There’s a blissful ignorance on display throughout Marry Me that is simultaneously discomfiting and wistful, its flowery romance presented though a lens of casual globe-hopping, packed concert venues, and glitzy nights on the town. Part of that is surely because it was shot pre-pandemic, another in the long line of films that have been sitting patiently on the shelf, awaiting a plausible release window. Even outside of that very acute contextual barrier, however, this movie is a fantasy of bygone era so tired and obvious that it becomes interminable.
Perhaps the dated rom-com framework could be massaged into relevance if the film had even a shred of self-awareness, but Marry Me is an absolutely earnest feel-good product, its every moment assembled on an old-school Hollywood conveyor belt. So entirely retrograde is this concept – the bone-headed misunderstanding of the century results in the world’s biggest pop star marrying a mild-mannered nobody – that I could swear it was directed by Garry Marshall, except for the fact that he’s dead.
Jennifer Lopez, the film’s top-billed star, once specialized in this sort of sickeningly sweet romantic spectacle, but the core of that run was almost two decades ago. This screenplay seems to have been pieced together from the scraps of that era, the exhumed appendages of The Wedding Planner and Maid in Manhattan cobbled into a Frankenstein and unleashed on an unsuspecting modern audience. Not to imply that society has evolved in the ensuing years, because, quite demonstrably, it hasn’t. However, we may have become too cynical to accept a premise this stone-cold silly.
To be fair, the movie itself is fueled by its own cynical ambition, since its primary function is to serve as a feature-length marketing tool for its soundtrack, which is essentially J-Lo’s latest album (its secondary function is to serve as an extended Vitamix commercial, but that’s another discussion). As each subsequent song plays out in its entirety, like a musical without any proper context, we become increasingly impatient awaiting the forthcoming narrative misunderstandings that will unnecessarily delay the inevitable happy ending.
In between the extended music videos, Lopez plays Kat Valdez, pop star extraordinaire, whose lavish concert performances would be hilarious if only the film understood the concept of satire. A ridiculous little number titled “Church,” in which Kat dons a skimpy cross-shaped bodysuit and her back-up dancers dress as nuns, feels like an idea The Lonely Island rejected as too on-the-nose. When Kat discovers, mid-concert, that her pretty boy fiancé is cheating on her, she looks out into the crowd and spots a random dude holding a “Marry Me” sign. She then says, “yes, I will marry you” to the random dude, and then they get married on stage. Movies, now more than ever!
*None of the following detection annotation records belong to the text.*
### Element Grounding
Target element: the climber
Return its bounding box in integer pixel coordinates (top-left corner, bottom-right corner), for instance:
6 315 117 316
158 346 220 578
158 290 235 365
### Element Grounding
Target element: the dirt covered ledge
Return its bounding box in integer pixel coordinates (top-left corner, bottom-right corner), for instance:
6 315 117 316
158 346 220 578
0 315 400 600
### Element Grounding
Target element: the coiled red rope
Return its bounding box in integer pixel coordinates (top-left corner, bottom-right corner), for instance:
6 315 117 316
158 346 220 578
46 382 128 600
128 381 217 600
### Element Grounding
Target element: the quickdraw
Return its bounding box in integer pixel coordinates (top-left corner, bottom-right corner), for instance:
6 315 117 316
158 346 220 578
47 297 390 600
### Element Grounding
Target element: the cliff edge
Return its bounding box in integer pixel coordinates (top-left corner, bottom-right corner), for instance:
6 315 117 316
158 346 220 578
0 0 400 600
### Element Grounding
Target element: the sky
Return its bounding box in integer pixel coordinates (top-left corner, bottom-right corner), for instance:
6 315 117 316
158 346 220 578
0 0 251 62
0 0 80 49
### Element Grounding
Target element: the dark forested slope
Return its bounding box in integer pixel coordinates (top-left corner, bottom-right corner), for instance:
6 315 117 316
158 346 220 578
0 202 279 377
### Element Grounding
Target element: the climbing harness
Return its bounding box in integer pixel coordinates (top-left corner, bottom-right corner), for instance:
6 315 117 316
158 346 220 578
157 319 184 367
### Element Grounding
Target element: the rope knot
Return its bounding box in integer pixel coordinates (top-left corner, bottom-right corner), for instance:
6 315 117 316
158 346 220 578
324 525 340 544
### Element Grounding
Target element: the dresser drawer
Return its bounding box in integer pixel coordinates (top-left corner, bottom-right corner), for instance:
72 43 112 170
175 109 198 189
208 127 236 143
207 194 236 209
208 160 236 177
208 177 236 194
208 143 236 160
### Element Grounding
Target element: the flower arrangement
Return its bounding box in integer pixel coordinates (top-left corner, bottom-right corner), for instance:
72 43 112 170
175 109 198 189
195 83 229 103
Owen Wilson plays the random dude, a humble single dad who teaches math and is the general antithesis of narcissistic celebrity. His daughter is a Kat Valdez superfan, which means Kat will become the ultimate stepmom. What starts as a convenient arrangement for PR purposes soon blooms into true love – and after he invites her to a school formal and she teaches his math club memorization via the magic of dance, how could it not?
Clearly, Marry Me is a relic of the Before Times. Perhaps, had it been released in a world not jaded by two years of incessant death, it might’ve been more tolerable. It certainly would’ve been a modest hit, instead of being sent to the graveyard of current-state theatrical distribution. Oddly enough, Lopez and Wilson seem to be having a good time, and at the thought of the paychecks they earned for having that good time, I must tip my hat.